I once tried a murder case four times. Three hung juries. I never tried the same case twice. I switched up the order of things, added a minor witness here, dropped a minor witness there, but the result three times was a hung jury. I decided for round four I had to go bold. I dropped the witness who had been the focal point of the first three trials and gave a vanilla opening statement to the jury that did not tip my hand to opposing counsel, ever since a good friend. He gave the same opening, mentioning the witness by name for a fourth time. Well into the trial, maybe at first judgment of acquittal, my friend sputtered and stammered to the judge finally outing with, "Your Honor, Mr. Harris is a very strategic litigator." The jury convicted on all counts.

As in criminal jury trials the head coach of a basketball team has a finite universe of personnel upon which to draw. In neither vocation can the head man call up central casting and insert some new witness into the lineup from parts unknown. In both, all of the players are known to the other side.

All of which makes what "Lakers" head coach Frank Vogel did not once but twice in The NBA Finals so boldly strategic. Assigning Anthony Davis to guard Jimmy Butler in Game 4 contained Jimmy and won the game for the "Lakers." But Vogel's insertion of small man Alex Caruso into the lineup in Game 6 for big man Dwight Howard completely changed the way the game had been played the previous five times: set offenses, set defenses, a deliberate place--dance with who brung ya.

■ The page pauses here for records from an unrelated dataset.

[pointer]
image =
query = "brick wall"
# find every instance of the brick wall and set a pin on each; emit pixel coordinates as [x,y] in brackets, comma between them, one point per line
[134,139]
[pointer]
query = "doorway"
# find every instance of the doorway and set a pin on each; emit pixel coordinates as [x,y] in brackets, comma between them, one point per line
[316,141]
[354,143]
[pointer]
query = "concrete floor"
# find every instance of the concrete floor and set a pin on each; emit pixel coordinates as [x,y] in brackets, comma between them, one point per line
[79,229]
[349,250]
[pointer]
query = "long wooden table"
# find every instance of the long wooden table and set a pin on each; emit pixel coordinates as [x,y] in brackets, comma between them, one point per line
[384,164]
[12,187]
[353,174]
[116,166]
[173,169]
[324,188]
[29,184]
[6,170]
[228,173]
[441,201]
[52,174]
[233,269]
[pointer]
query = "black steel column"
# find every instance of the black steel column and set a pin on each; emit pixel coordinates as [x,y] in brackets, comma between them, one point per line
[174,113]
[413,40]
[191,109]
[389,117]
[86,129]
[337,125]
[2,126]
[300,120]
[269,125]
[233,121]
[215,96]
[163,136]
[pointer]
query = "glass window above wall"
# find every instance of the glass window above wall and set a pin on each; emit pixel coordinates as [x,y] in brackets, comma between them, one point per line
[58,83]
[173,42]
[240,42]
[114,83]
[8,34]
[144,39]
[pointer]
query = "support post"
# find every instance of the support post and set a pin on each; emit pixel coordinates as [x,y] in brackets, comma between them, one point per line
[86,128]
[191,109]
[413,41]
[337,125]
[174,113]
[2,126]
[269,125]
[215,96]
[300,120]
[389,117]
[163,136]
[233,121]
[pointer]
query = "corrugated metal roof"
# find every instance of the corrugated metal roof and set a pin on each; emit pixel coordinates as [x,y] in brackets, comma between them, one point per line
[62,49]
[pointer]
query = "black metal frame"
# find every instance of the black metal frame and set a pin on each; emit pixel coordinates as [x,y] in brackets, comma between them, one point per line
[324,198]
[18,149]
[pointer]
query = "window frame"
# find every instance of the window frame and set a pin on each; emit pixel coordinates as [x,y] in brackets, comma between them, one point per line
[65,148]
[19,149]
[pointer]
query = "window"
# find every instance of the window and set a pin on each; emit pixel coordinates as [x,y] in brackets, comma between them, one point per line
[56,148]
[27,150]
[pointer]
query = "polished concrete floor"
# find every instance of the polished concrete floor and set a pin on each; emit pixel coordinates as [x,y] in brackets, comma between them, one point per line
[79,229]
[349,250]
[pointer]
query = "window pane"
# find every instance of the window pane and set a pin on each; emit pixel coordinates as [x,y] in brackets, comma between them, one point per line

With Caruso, Vogel turned the dance into a relay race, a scripted classical score into jazz improvisation. Erik Spoelstra was overwhelmed and could never adjust. 

Perhaps Spoelstra did not have the personnel to match up-tempo. Perhaps. Jimmy Butler prefers a half-court game where he can penetrate the lane, get a bucket, or, as frequently, draw a foul. Miami had only a sorrowfully slowed Goran Dragic to spell Jimmy at point guard. Bam Adebayo is very young, very athletic, very quick, very active, a good passer and a big with a creditable mid-range shot. But to be peak impactful Bam has to have time to get from under one basket to under another. What Vogel did with his small, quick lineup was run right by Bam and the rest of the "Heat" defenders before they could get set.

Spoelstra had Myers Leonard, Kendrick Nunn, Tyler Herro, and Duncan Robinson to call upon. You want to play pinball, we can play pinball. However, this was not your grandfather's "Laker" D last night: slow to rotate, too slow to stop Jimmy's blow-by drives, a defense under constant stress. Last night the "Lakers" rotated on defense at pace with their offense. They were on Miami's players like glue--the defense stressing the offense.

The "Lakers" stepped up their intensity and the "Heat" didn't have that extra overdrive gear to counter. Nothing Erik Spoelstra could do about that. But Frank Vogel had fundamentally changed the game also and it was the second game in six total that Spoelstra could not answer. Perhaps because he could not with the personnel he had. Perhaps because Vogel simply out-coached Spoelstra in this Finals.